Estimated read time: 2-3 minutes
This archived news story is available only for your personal, non-commercial use. Information in the story may be outdated or superseded by additional information. Reading or replaying the story in its archived form does not constitute a republication of the story.
SAN FRANCISCO -- An experimental drug developed by a San Francisco scientist may delay, even prevent, the most severe form of diabetes.
Nick Parson said, "My doctor was like, ‘Hey, you have diabetes,' and I was like really?"
Mary Willis was also shocked when she learned she had diabetes.
She was shocked because in order to survive, they now have to constantly check their blood sugar and inject insulin.
Type 1 diabetes is a chronic autoimmune disorder where the body makes a terrible mistake and turns on itself.
Dr. Jeffrey Blueston, the director of the Diabetes Center at the University of California, San Francisco, explained, "In Type 1 diabetes the immune system has started attacking one's own pancreas, the insulin producing cells in the pancreas."
In many cases , the attack begins years before you notice any symptoms. So what if you could call a cease fire early on, before too many cells are destroyed and the damage is done? That's the goal of an experimental new drug. The drug is designed to stop, even reverse, the immune response that causes diabetes.

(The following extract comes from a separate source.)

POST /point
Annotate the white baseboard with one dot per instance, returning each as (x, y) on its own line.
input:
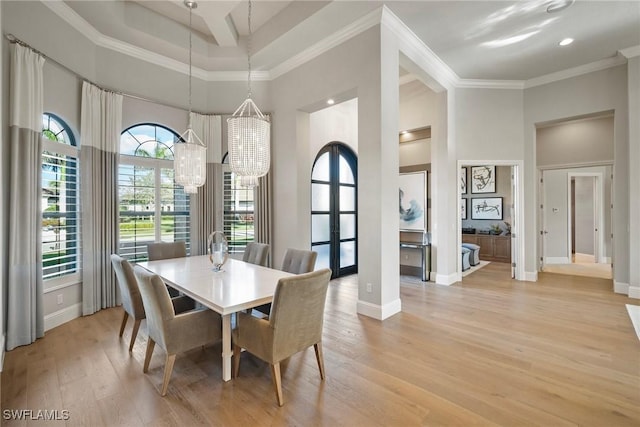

Early results show how two weeks of treatment stopped the destruction of insulin producing cells for more than a year. Dr. Stephen Gitelman, the director of the Pediatric Diabetes Program at UCSF Medical Center, wants to see if additional courses could further delay the attack.
And there's more. He said, "Ultimately what we'd like to do is predict who might develop diabetes and use this medication before they develop diabetes to stop it from ever happening
Bluestone developed the drug and holds a financial interest. He hopes with early treatment, patients would need much less insulin.
He said, "I think we would dramatically reduce the complications, let alone the lifestyle problems of people who have to constantly worry about going into comas because their blood sugar's too low or having blood sugars too high."
A new trial involving the drug is now underway. Mary and Nick are both willing to give it a try. Their parents are hopeful.
Allison Parson said, "You never know, maybe by the time he's 25 there may be a cure, and he won't have it his whole life. So you know, I think we are getting close, so just the hope for a cure."
Researchers are about to start a clinical trial treating people who are at risk for diabetes even before they've been diagnosed. Hopefully, that will prevent the disease in the first place.